DevOpsBootcampUPES

Pod Design

In this tutorial we will take a closer look on Pods design and characteristics.

Pod resource allocation

Pod resources allocation in involves specifying the amount of CPU and memory resources required by the containers within the Pod. Proper resource allocation is critical in production systems! it allows an efficient resource utilization and ensures that containers have the necessary resources to run effectively and scale as needed within the cluster.

Assign Memory Resources to Containers and Pods

In this exercise, you create a Pod that has one Container. The Container has a memory request of 50 MiB and a memory limit of 100 MiB. Here’s the configuration file for the Pod:

apiVersion: v1
kind: Pod
metadata:
  name: memory-demo
spec:
  containers:
  - name: memory-demo-ctr
    image: polinux/stress
    command: ["stress"]
    args: ["--vm", "1", "--vm-bytes", "150M", "--vm-hang", "1"]
    resources:
      requests:
        memory: "50Mi"
      limits:
        memory: "100Mi"

The args section in the configuration file provides arguments for the Container when it starts. The "--vm-bytes", "150M" arguments tell the Container to attempt to allocate 150 MiB of memory.

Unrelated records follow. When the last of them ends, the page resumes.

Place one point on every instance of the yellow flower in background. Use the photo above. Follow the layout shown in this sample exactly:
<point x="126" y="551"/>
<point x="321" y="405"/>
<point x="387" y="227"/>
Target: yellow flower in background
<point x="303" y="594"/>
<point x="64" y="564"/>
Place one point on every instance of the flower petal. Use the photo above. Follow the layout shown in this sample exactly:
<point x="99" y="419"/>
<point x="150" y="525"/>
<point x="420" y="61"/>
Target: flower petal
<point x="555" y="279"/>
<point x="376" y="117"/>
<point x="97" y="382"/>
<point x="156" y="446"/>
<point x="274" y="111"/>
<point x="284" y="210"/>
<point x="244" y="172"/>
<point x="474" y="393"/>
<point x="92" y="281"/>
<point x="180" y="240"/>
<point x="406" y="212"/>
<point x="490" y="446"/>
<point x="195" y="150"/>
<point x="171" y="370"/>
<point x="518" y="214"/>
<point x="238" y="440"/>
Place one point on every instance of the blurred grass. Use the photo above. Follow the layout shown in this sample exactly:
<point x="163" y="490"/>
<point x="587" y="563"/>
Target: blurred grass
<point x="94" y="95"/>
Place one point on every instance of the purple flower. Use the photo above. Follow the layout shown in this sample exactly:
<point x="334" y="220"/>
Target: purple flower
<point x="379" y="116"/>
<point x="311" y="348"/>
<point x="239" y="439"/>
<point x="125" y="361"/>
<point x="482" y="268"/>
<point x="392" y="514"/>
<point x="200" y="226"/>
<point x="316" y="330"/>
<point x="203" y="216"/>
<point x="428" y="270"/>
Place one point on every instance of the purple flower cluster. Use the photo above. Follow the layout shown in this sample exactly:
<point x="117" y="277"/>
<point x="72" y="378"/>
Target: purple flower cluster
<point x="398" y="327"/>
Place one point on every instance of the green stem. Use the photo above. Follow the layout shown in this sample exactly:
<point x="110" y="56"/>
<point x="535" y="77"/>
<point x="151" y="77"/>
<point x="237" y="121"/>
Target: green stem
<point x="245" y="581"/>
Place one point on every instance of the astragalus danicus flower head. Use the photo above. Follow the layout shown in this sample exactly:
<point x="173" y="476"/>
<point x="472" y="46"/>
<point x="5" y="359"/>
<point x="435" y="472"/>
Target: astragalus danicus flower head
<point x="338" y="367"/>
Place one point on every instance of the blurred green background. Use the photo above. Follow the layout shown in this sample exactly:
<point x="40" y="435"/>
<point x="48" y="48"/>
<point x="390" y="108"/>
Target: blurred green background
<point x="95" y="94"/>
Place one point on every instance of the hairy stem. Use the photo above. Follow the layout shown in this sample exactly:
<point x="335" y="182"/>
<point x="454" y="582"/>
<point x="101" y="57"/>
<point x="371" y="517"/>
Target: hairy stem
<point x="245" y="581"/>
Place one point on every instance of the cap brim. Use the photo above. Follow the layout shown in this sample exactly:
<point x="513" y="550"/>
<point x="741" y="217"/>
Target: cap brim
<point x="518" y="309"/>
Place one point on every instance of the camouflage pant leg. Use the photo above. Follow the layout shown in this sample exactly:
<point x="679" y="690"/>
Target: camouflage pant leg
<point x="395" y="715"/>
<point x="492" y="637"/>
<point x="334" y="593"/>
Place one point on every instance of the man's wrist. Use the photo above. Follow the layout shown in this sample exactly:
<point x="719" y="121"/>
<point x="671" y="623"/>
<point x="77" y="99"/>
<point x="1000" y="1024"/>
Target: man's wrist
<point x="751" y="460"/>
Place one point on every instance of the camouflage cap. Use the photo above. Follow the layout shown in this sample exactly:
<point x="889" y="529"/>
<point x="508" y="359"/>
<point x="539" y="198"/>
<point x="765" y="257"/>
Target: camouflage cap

Save the above manifest and apply by kubectl apply -f memory-request-limit.yaml

View detailed information about the Pod:

kubectl get pod memory-demo --output=yaml

The output might show that the Container was killed because it is out of memory (OOM)

Now try to create a new pod while specifying a memory request that is too big for your Nodes… what happened?

Assign CPU Resources to Containers and Pods

In this exercise, you create a Pod that has one container. The container has a request of 0.5 CPU and a limit of 1 CPU. Here is the configuration file for the Pod:

apiVersion: v1
kind: Pod
metadata:
  name: cpu-demo
spec:
  containers:
  - name: cpu-demo-ctr
    image: vish/stress
    args:
    - -cpus
    - "2"
    resources:
      limits:
        cpu: "1"
      requests:
        cpu: "0.5"

Use kubectl top to fetch the metrics for the Pod:

kubectl top pod cpu-demo

Configure Liveness, Readiness probes

Liveness and Readiness probes are essential mechanisms in k8s to ensure the availability and proper functioning of applications within Pods.

Liveness probes are used to determine the health of a Pod’s containers, restarting the Pod if the probe fails. They can perform periodic checks on the container’s internal state, such as checking for a specific process or making HTTP requests to a designated endpoint.

Readiness probes, on the other hand, determine whether a Pod is ready to receive traffic. They help control the traffic flow to a Pod by indicating when it is prepared to accept requests, preventing traffic from being sent to Pods that are not fully operational, mostly because the pod is still initializing, or is about to terminate as port of a rolling update.

Define a liveness command

Take a look on the below manifest, try to think what is going to happen after the pod creation:

apiVersion: v1
kind: Pod
metadata:
  labels:
    test: liveness
  name: liveness-exec
spec:
  containers:
  - name: liveness
    image: registry.k8s.io/busybox
    args:
    - /bin/sh
    - -c
    - touch /tmp/healthy; sleep 30; rm -f /tmp/healthy; sleep 600
    livenessProbe:
      exec:
        command:
        - cat
        - /tmp/healthy
      initialDelaySeconds: 5
      periodSeconds: 5

Apply the manifest and wait about 30 seconds, observe how k8s restarts the pod when it fails the liveness probes.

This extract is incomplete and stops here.